Try to keep it simple. Instead of tackling an entire complicated subject, target one specific area. Also, look for ways to connect with readers. Use dialogue and quotations when possible. Readers will identify or become involved in a story because they recognize parts of themselves or someone with whom they are familiar. (For additional perspective, check out my article on the Elite Advisor Forum about Larry Chambers and his "7-Minute Article" process at financial-planning.com/EliteAdvisorForum/news/-2668654-1.html.)

Once you've completed your article, go back to the beginning and edit. Editing will be just as important as the initial writing. Start with a quick review with an eye toward these questions: Does the piece lead logically to the point you intended to make? Does it have a clear story, problem or question? Do the steps relate in some way to the story, problem or question? Do the steps follow in logical order? If the answer is no to any of these questions, look for solutions to the problem.

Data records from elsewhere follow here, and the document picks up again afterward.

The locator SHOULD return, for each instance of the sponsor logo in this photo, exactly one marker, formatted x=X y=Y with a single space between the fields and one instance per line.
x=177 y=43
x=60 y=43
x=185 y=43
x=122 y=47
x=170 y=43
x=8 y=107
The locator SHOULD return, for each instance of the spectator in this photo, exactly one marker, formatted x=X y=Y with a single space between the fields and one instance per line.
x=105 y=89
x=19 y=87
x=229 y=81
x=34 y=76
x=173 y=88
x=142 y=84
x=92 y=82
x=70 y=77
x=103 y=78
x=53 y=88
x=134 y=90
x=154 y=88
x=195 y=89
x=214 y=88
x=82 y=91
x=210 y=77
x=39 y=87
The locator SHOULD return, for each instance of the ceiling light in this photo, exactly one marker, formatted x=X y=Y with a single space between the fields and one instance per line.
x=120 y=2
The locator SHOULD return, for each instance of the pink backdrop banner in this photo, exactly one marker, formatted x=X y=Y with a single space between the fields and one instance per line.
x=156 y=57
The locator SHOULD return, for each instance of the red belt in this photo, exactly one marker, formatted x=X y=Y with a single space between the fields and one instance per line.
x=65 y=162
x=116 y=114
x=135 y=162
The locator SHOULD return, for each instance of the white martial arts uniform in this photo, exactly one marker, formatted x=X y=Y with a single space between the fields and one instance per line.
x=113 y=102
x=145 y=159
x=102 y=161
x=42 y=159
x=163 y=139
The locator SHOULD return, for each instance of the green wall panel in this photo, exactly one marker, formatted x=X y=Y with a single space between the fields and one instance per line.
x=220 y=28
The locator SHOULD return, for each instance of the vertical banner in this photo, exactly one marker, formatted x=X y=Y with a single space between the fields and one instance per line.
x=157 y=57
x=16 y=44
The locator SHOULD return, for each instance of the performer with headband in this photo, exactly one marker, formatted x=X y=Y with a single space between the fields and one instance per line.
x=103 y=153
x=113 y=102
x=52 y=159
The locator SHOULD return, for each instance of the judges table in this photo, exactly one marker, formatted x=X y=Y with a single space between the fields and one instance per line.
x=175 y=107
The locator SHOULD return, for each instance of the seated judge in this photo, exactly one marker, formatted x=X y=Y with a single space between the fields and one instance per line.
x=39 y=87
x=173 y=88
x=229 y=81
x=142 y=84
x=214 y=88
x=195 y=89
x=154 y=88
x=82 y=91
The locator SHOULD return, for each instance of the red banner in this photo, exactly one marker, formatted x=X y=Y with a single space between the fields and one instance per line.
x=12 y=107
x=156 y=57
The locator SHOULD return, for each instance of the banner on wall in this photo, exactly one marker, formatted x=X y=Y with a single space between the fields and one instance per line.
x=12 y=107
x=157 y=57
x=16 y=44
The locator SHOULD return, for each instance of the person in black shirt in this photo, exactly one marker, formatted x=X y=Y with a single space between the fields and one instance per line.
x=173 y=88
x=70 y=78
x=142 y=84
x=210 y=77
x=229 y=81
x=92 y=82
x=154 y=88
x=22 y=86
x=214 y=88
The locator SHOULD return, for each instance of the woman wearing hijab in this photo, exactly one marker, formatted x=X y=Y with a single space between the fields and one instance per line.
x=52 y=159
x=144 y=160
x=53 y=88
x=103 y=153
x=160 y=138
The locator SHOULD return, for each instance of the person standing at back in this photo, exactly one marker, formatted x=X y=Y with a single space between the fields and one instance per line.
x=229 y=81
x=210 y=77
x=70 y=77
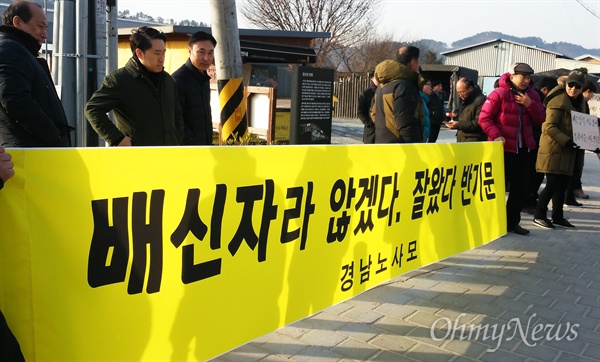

Next, go through the piece again very carefully. Eliminate peripheral points and details, no matter how interesting they may be. If they don't support your story or move it forward, delete them. Also weed out wordy phrasing, awkward sentence construction, clichés and spelling errors. In particular, avoid jargon and other dense, industry terminology so that you make it easy for the average reader to fully engage in the material.

Publish your article. Your articles will have little impact on your business unless they are being printed by a publication in your market. It's these niche magazines - special interest periodicals and trade publications - that give you the best chance at getting published. Obviously, trade publications that focus on wealth management and investing are good avenues to pursue. But don't forget to look outside that area. For example, if one of your specialties is serving doctors, you may find that a publication dedicated to physicians is perfect for an article about specific wealth planning challenges in this community.

"My niche markets are business owners facing liquidity events and front-office executives, so I target publications that cater to those niches," Mahoney says. "It's important to take time to read the publications thoroughly and find areas where you can add ideas on important topics that aren't currently being covered in them."

Take note: One necessary element of this part of the process may be to obtain compliance approval for your article before submitting it for placement. As long as you stay away from investment discussions, testimonials and promises, you should be able to work with compliance to develop a powerful article that demonstrates your depth of financial knowledge.

THE PITCH

Once you've identified the right publication, written a good article and gone through the compliance process, it's time to sell an editor on your story. Keep in mind that editors are typically swamped with deadlines and loads of other tasks.

When you craft your pitch to an editor, keep it short. Use common language that everyone can relate to and stick with only the most interesting points of the story. You want to interest the editor in your topic, not overwhelm him or her. Whittle your idea down to the bone, so you can summarize it in one or two sentences and communicate what a reader of the publication will get from your article.

Explain to the editor that you are a top financial advisor who's written an article that you think would be of great interest to that magazine's readership. Offer to let the editor read the article under no obligation to determine if it's suitable for publication. Most magazines are hungry for material, especially written by experts such as you.

If you get the brush-off from the first publication you contact, don't be discouraged. It takes only one "yes" to place an article. And once that relationship has been established, it becomes much easier to get subsequent articles printed.

I know the idea of writing and publishing an article may seem overwhelming at first. But as the example of Mahoney shows, the benefits are considerable. An article will establish you as an authority and build credibility with your clients, prospects and others who can be hugely important to your success.

John J. Bowen Jr. is founder and CEO of CEG Worldwide, a global training, research and consulting firm for advisors.